Je weiter man nach Süden kommt, desto höher die Dichte an Villen auf den Ufergrundstücken. Die meisten sind Kolonialstil, weiß und mit klassizistischen Säulen und Ornamentik. Mir gefällt aber am besten ein niedriger Bungalow im Spanish Revival Stil, mit Flachdach und niedrigem Parapet, hinter dem man sicher wunderbar sitzen, über den See blicken und einen Sundowner trinken kann.
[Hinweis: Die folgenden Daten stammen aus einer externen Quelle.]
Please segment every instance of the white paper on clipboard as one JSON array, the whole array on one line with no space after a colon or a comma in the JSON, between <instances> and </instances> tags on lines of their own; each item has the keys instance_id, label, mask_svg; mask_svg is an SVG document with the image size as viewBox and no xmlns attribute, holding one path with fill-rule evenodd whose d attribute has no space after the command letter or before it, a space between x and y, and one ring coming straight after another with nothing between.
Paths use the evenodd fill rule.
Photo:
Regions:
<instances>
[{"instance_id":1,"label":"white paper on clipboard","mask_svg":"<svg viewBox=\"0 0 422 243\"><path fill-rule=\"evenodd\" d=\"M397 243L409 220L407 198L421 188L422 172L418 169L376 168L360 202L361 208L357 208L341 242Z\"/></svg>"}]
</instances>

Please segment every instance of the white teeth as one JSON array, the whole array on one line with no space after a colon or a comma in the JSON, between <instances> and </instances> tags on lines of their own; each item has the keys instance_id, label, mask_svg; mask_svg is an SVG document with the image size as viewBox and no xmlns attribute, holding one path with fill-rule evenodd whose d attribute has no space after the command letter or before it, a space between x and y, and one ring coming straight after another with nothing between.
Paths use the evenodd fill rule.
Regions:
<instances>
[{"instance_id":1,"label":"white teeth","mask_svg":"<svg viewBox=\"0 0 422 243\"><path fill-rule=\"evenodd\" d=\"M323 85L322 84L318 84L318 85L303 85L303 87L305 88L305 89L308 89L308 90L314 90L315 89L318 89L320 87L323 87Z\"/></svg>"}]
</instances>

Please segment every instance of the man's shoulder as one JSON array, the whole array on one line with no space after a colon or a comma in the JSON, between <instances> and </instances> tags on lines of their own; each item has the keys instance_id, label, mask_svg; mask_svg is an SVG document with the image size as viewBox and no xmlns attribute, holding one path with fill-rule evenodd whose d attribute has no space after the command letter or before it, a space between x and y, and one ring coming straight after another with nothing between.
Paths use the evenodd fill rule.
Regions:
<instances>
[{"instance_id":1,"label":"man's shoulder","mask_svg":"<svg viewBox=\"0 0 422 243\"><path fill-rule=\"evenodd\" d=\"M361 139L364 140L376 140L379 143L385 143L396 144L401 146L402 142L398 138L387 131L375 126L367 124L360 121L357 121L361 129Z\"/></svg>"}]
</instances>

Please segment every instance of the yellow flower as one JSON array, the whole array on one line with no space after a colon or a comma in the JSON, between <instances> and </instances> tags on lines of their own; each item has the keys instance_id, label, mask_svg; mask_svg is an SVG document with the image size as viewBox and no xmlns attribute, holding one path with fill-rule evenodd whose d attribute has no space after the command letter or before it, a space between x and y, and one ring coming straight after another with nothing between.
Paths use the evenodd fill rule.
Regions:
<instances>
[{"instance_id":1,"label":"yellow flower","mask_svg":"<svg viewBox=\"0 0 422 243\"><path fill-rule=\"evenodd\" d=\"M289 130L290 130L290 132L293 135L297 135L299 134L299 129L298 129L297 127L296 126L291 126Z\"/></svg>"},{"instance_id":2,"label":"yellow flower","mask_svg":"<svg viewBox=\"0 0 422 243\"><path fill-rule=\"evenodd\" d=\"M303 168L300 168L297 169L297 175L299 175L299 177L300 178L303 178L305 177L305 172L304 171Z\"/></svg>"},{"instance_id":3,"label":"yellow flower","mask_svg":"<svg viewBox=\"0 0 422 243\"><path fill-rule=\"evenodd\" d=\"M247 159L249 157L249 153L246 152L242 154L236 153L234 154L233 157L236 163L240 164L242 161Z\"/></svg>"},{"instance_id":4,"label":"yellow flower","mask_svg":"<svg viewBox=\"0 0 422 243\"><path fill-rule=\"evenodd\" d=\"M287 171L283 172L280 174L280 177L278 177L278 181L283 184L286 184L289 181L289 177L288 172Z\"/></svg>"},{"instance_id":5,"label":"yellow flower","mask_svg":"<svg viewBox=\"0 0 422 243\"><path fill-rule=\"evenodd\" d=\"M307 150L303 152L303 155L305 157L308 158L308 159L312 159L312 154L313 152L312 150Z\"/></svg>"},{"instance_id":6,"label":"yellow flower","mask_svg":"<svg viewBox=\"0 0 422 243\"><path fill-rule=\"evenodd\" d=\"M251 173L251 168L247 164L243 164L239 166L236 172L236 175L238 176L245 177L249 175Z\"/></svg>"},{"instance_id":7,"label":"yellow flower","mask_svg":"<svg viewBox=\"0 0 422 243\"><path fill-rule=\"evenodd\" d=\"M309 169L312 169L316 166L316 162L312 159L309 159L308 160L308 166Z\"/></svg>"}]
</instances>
Das Haus ist zu verkaufen, so daß ich ohne Aufsehen zu erregen bis auf die Auffahrt gehen und ein paar Fotos machen kann. Im Garten eine Live Oak von gewaltigen Ausmaßen.
Sicher sind die Grundstückspreise hier nicht zu vergleichen mit der Golf- oder Atlantikküste, aber ein Haus wie dieses wird auch hier sicher im siebenstelligen Bereich gehandelt. Das bleibt also genauso ein Traum wie eine der Corvetten vom Motelparkplatz.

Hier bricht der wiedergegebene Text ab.